Problem
Plans fail when they separate military action from the conditions that shape it.
Action
Test every plan against its political, human, economic, technological, geographic, and military conditions.
Outcome
The strategy remains viable throughout the conflict.
Chapter: The Dimensions of Strategy
Problem
Military success loses value when it serves an unclear or unacceptable purpose.
Action
Define the political aim and ethical limits before choosing how to use force.
Outcome
Military action serves a legitimate political purpose.

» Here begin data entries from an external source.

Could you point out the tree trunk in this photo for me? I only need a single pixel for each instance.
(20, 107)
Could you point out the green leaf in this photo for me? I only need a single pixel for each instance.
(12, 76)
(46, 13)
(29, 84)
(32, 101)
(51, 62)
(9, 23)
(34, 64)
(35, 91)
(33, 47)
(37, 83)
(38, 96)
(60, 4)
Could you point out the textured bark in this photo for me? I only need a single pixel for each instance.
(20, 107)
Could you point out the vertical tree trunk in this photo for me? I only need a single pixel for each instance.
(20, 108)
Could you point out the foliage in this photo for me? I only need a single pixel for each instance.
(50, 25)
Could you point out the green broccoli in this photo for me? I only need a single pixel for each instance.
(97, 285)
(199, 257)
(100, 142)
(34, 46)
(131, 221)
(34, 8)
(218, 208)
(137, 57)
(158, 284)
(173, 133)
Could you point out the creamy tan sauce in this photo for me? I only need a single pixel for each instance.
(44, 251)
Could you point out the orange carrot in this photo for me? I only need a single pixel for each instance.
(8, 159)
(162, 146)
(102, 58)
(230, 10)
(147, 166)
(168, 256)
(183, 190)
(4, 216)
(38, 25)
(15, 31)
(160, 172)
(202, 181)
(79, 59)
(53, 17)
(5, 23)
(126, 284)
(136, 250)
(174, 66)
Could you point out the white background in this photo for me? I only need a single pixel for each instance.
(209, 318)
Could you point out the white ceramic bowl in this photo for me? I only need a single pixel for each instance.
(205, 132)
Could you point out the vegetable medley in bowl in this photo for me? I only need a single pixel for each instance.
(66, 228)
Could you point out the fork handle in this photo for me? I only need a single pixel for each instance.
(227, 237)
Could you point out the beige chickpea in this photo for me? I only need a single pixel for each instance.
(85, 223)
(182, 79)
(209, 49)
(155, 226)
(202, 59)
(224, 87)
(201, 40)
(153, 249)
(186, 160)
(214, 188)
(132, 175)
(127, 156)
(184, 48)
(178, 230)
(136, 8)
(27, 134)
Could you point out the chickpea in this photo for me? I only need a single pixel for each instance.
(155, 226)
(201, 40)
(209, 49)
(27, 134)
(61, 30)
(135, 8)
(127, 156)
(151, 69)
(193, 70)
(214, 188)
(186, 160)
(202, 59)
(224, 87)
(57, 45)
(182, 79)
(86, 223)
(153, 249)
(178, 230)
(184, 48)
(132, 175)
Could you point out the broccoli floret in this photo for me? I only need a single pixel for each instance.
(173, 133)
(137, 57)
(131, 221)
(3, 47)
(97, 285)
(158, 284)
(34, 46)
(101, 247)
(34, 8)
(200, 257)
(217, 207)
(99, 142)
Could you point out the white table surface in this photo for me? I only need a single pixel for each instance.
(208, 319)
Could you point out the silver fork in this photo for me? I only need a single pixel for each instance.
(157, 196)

Chapter: Strategy, Politics, Ethics
Problem
War contains friction, chance, and an enemy who pursues a different purpose.
Action
Use Clausewitz's questions to connect political purpose, military means, and the enemy's likely response.
Outcome
The plan remains useful when events resist control.
Chapter: The Strategist's Toolkit: The Legacy of Clausewitz
Problem
New military ideas often confuse technical novelty with strategic value.
Action
Test each new concept against strategic theory and historical experience.
Outcome
Useful innovation survives without hiding old limits.
Chapter: The Poverty of Modern Strategic Thought
Problem
Actors interpret threats and opportunities through their own shared experience.
Action
Study an actor's history, institutions, habits, and public beliefs before predicting its choices.
Outcome
Strategic forecasts become more realistic.
Chapter: Strategic Culture as Context
Problem
A single view of war hides forces that can decide the result.
Action
Compare political, historical, geographic, technological, and cultural views of the same conflict.
Outcome
The assessment reveals limits that one view would miss.
Chapter: Windows on War
Problem
History misleads when leaders copy past solutions instead of studying repeated behavior.
Action
Look for recurring effects of friction, adaptation, escalation, and political pressure across different wars.
Outcome
Past experience sharpens judgment without becoming a fixed recipe.
Chapter: Patterns in Strategic Experience
Problem
Land and sea forces operate under different physical demands.
Action
Assign land and sea forces according to the control, access, and movement requirements of each environment.
Outcome
Combined action uses the strengths of each environment.
Chapter: The Grammar of Strategy, I: Terrestrial Action
Problem
Speed, reach, and information can create the illusion that distant action can replace political control.
Action
Tie air, space, and electronic operations to the result required on land and at sea.
Outcome
Technical reach produces effects that support the political aim.
Chapter: The Grammar of Strategy, II: Altitude and Electrons
Problem
Methods built for major war can worsen conflicts fought among civilians for limited political aims.
Action
Choose every use of force by how well it supports civilian safety and the local political settlement.
Outcome
Military action strengthens legitimacy rather than fueling resistance.
Chapter: Small Wars and Other Savage Violence
Problem
Nuclear weapons do not erase politics, uncertainty, or the risk of miscalculation.
Action
Test nuclear plans against political purpose, enemy perception, escalation, and possible failure.
Outcome
Nuclear choices rest on strategic judgment instead of slogans.
Chapter: Second Thoughts on Nuclear Weapons
Problem
Treating the nuclear age as entirely unique overlooks the continuities in deterrence and competition.
Action
Compare nuclear behavior with earlier patterns of coercion, restraint, arms rivalry, and alliance politics.
Outcome
Nuclear policy gains a firmer basis in historical experience.
Chapter: Nuclear Weapons in Strategic History
Problem
Technology and military forms change faster than the basic need to connect force with policy.
Action
Recheck political purpose, available means, enemy choice, and context whenever conditions change.
Outcome
Strategy adapts without losing its governing logic.